A new way forward for CVAs and schemes of arrangement?
The Debenhams and Instant Cash litigation produced two judgments in quick succession on different restructuring procedures where the court has sought to clarify and confirm aspects of the law in respect of creditors’ (and specifically landlords’) rights. These decisions may well have far reaching consequences for the scope and content of future CVAs and Schemes, given the potential implications on the ability of creditors to dictate or determine arrangements in respect of forfeiture or surrender of leases, which is often a key consideration for the creditor group in the decision to implement a debt restructuring using these methods.

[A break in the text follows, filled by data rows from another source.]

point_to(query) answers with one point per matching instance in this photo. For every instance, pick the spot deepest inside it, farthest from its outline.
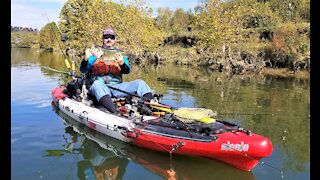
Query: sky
(37, 13)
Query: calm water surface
(47, 145)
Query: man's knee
(140, 82)
(97, 83)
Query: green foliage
(180, 21)
(292, 38)
(49, 37)
(84, 20)
(292, 10)
(24, 39)
(163, 18)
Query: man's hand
(119, 58)
(87, 54)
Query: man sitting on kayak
(105, 66)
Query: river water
(47, 145)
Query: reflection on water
(276, 108)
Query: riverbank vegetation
(233, 36)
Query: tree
(48, 37)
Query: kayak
(163, 131)
(235, 146)
(159, 163)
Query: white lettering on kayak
(234, 147)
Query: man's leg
(138, 87)
(103, 95)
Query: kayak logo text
(234, 147)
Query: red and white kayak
(220, 140)
(237, 147)
(104, 122)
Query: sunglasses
(107, 36)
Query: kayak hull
(94, 118)
(237, 149)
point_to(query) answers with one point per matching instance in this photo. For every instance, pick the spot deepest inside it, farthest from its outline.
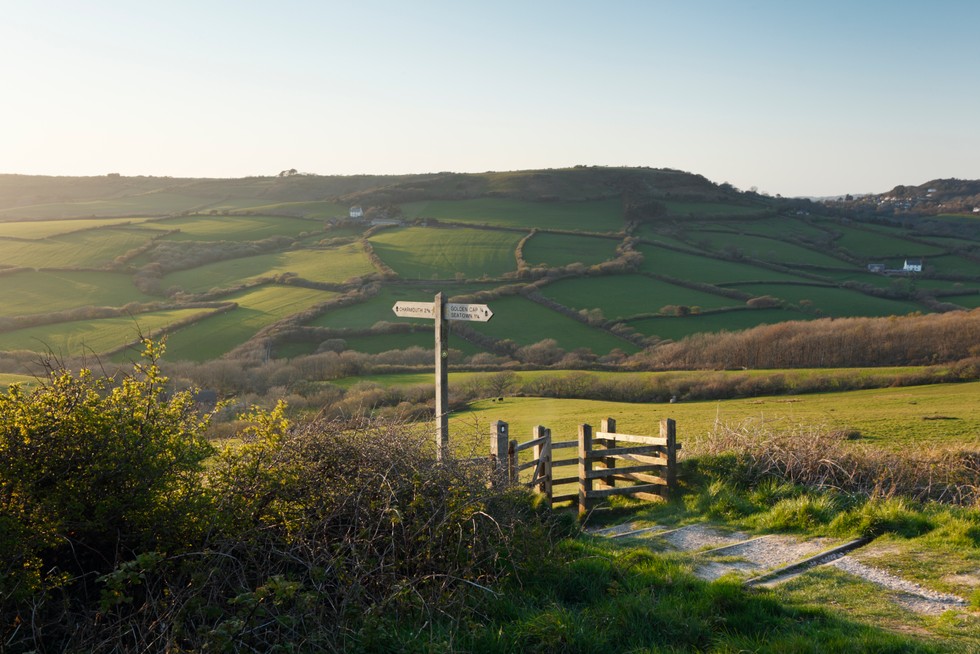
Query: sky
(788, 97)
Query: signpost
(441, 312)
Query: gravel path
(723, 552)
(910, 595)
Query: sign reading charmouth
(441, 312)
(471, 312)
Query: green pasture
(834, 301)
(952, 264)
(321, 265)
(622, 296)
(376, 344)
(792, 377)
(876, 244)
(88, 249)
(44, 291)
(677, 327)
(8, 379)
(585, 216)
(315, 209)
(154, 203)
(711, 209)
(785, 227)
(697, 268)
(257, 308)
(935, 415)
(968, 301)
(37, 229)
(765, 249)
(236, 228)
(444, 253)
(86, 337)
(562, 249)
(526, 322)
(376, 308)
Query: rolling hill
(599, 260)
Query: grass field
(622, 296)
(257, 308)
(155, 203)
(526, 322)
(563, 249)
(328, 265)
(586, 216)
(682, 265)
(442, 253)
(834, 301)
(764, 249)
(314, 210)
(30, 292)
(36, 229)
(236, 228)
(677, 327)
(710, 209)
(89, 249)
(379, 307)
(896, 418)
(952, 264)
(86, 337)
(873, 243)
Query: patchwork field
(88, 249)
(235, 228)
(425, 253)
(526, 322)
(888, 417)
(623, 296)
(833, 301)
(585, 216)
(563, 249)
(332, 265)
(677, 327)
(257, 308)
(36, 229)
(92, 337)
(45, 291)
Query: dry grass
(829, 459)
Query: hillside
(585, 266)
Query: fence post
(607, 425)
(538, 453)
(548, 485)
(668, 430)
(498, 452)
(584, 468)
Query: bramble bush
(123, 529)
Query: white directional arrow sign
(472, 312)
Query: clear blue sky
(795, 98)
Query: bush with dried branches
(817, 457)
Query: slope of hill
(601, 261)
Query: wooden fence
(602, 461)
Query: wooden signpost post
(440, 311)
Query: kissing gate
(645, 467)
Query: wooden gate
(609, 463)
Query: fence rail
(608, 463)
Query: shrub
(92, 470)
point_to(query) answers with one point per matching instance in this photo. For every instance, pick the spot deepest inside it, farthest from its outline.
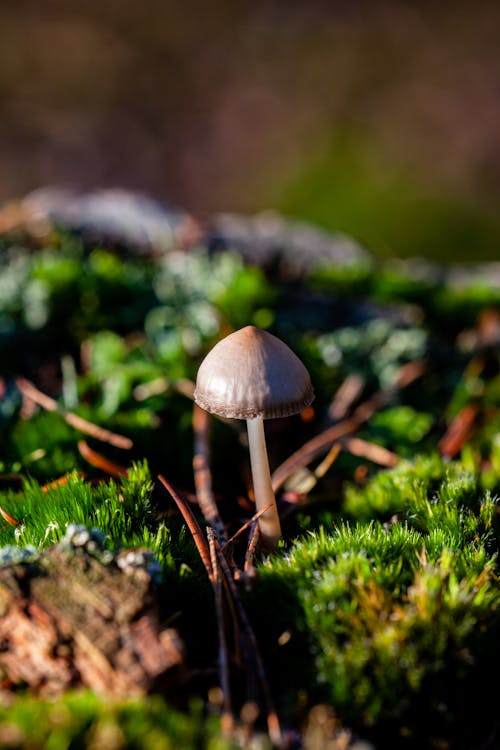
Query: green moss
(82, 720)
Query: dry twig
(83, 425)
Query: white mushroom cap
(250, 374)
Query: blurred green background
(380, 119)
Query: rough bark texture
(74, 619)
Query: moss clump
(83, 720)
(399, 618)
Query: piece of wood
(75, 618)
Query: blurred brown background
(380, 119)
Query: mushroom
(253, 375)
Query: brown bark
(74, 618)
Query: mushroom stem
(269, 522)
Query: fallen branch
(83, 425)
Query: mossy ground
(382, 601)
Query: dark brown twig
(320, 443)
(253, 541)
(245, 526)
(227, 720)
(83, 425)
(192, 524)
(101, 462)
(273, 724)
(458, 431)
(202, 473)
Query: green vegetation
(382, 602)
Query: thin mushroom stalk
(269, 522)
(253, 375)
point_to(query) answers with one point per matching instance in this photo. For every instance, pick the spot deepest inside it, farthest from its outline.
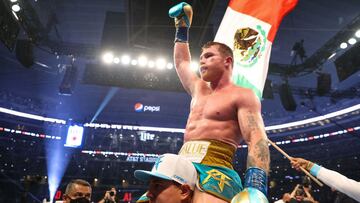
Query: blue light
(74, 136)
(57, 158)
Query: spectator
(331, 178)
(110, 196)
(77, 191)
(171, 180)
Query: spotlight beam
(103, 104)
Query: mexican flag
(249, 28)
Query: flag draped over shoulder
(249, 28)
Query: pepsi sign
(139, 107)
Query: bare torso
(213, 115)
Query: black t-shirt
(293, 200)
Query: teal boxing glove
(182, 14)
(255, 187)
(249, 195)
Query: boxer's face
(212, 64)
(163, 191)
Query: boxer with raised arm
(221, 116)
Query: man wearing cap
(222, 115)
(171, 180)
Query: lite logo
(139, 107)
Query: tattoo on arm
(259, 155)
(251, 122)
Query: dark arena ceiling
(51, 65)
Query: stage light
(343, 45)
(125, 59)
(194, 66)
(15, 8)
(116, 60)
(357, 33)
(352, 41)
(151, 64)
(134, 62)
(169, 66)
(108, 57)
(142, 61)
(160, 63)
(74, 136)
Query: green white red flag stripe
(249, 28)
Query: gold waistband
(218, 153)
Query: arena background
(132, 113)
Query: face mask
(80, 200)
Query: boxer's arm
(253, 132)
(182, 14)
(182, 60)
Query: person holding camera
(110, 196)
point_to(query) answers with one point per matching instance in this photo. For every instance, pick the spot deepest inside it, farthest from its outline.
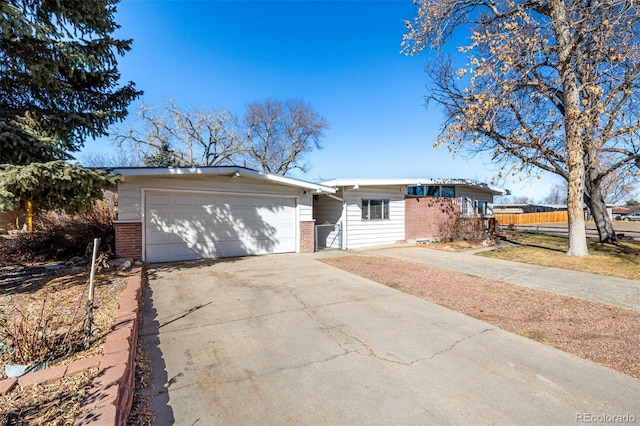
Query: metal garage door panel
(192, 226)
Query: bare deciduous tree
(187, 137)
(274, 136)
(279, 135)
(550, 84)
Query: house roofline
(357, 182)
(231, 171)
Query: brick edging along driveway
(110, 395)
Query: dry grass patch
(53, 404)
(605, 334)
(622, 260)
(52, 311)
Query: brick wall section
(129, 239)
(424, 216)
(307, 236)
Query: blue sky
(342, 57)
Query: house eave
(355, 183)
(231, 171)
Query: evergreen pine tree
(58, 87)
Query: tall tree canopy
(58, 87)
(551, 84)
(279, 135)
(273, 136)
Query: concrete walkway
(286, 339)
(597, 288)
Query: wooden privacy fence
(531, 218)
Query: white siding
(475, 193)
(366, 233)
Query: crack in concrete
(369, 349)
(263, 315)
(456, 343)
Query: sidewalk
(598, 288)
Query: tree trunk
(598, 207)
(575, 155)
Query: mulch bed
(62, 291)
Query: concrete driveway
(287, 339)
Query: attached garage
(181, 226)
(212, 212)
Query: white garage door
(182, 226)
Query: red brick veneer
(128, 239)
(424, 216)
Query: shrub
(58, 236)
(35, 334)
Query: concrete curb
(110, 397)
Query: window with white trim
(375, 209)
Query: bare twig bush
(463, 229)
(39, 332)
(59, 236)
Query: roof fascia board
(231, 171)
(356, 183)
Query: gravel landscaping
(604, 334)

Given the role played by the Security Agent on behalf of the secured parties in these transactions, it will be essential to continue to follow these developments in order to be ready to anticipate future challenges or issues arising where CVAs or Schemes are contemplated.
On 9 April 2020, the directors of Debenhams appointed FRP Advisory as administrators over Debenhams Retail Limited and Debenhams Properties Limited with the aim of protecting the UK businesses from creditors, and potential liquidation, due to the current COVID-19 pandemic.